Proudly sponsored by the number-three fizzy drink manufacturer in all of Naggarond, Canada Die, and in association with the Everett Blood Bowl League and sanctioned by the NAF


Marooned in Northwest Naggarond after their boat sank, the plucky greenskins from the Badlands of the Old World soon set to work organising a Blood Bowl tournament to keep their spirits high and give them something to do apart from gawping at the natural beauty of the region / getting indigestion from eating Dark Elves.

Located so far from civilisation, the Brawl was spurned by the self-esteemed ‘elite’ Blood Bowl star players, but the tournament organisers are happy to see whatever exciting players do choose to turn up.

As a result, the teams playing in the tournament all get some extra money to pay for whatever inducements they can think of – whether that’s bribes, incredibly biassed referees or itinerant chainsaw operatives, anything goes, as long as it’s entertaining.

Finally, this is a tournament organised by the big boys, and there’s nothing big boys like seeing than even bigger boys bashing into one another. There’s a strict rule – if you can have a big boy (or girl) on your team, you’d better bring him (or her)! (If you’re unlucky enough to not have any big boys, we’ll still let you play, we just might sneer at you a bit more than usual.)

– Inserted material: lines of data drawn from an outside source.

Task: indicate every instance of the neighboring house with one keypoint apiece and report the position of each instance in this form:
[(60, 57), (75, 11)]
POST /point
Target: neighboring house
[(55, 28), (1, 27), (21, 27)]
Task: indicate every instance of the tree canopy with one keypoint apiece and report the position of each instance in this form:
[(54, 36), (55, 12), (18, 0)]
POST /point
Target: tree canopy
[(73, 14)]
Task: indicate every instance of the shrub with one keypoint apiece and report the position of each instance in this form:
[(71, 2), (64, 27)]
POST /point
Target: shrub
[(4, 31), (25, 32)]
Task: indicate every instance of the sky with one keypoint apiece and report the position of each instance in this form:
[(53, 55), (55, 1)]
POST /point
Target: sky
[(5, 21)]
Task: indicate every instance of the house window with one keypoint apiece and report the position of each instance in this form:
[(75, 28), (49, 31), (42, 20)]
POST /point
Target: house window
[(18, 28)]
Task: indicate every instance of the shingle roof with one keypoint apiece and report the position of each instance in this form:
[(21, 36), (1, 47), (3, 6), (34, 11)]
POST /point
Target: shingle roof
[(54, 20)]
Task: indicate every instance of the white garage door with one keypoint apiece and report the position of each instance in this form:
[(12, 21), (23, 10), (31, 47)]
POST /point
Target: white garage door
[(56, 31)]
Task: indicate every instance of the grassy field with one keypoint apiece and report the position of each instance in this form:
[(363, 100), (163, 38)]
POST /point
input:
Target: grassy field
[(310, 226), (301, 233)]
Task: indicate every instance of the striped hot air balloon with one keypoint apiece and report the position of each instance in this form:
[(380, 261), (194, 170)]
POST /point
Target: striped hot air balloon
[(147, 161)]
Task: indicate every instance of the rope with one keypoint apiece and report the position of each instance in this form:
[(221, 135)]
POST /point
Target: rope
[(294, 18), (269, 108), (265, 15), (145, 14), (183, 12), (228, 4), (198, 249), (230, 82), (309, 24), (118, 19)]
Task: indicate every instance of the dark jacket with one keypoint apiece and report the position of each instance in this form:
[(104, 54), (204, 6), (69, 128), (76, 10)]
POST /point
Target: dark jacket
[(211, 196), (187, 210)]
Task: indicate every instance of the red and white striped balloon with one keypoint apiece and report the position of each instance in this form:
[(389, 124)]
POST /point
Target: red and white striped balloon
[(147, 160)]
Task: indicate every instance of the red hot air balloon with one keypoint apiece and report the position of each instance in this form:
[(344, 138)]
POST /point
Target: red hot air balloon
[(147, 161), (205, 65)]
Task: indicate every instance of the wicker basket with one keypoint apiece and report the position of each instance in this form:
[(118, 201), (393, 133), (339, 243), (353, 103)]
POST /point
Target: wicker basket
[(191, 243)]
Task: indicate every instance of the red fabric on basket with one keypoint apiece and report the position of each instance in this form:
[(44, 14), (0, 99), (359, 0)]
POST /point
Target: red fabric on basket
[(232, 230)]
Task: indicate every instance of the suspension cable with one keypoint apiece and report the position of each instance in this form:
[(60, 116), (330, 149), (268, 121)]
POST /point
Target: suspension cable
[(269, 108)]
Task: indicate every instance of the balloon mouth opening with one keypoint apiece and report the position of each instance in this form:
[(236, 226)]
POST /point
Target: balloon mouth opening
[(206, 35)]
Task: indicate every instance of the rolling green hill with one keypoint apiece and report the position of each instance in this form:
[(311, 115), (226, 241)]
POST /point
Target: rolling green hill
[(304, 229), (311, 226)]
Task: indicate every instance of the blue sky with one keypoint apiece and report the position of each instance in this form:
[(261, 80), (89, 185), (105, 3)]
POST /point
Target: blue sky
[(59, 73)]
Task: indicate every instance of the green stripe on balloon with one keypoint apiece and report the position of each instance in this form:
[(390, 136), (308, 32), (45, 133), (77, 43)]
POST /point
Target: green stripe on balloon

As with the other tournaments we run, we want to see diversity in the teams that enter the tournament, and we also recognise that there’s no single definition of fun that everyone has to follow. If you want to bring a terrifying, win-at-all-costs roster with the nastiest combination of star players and inducements you can think of, bring it on. If you think a team of 14 linemen and a halfling chef could be hilarious, we’re here for you too.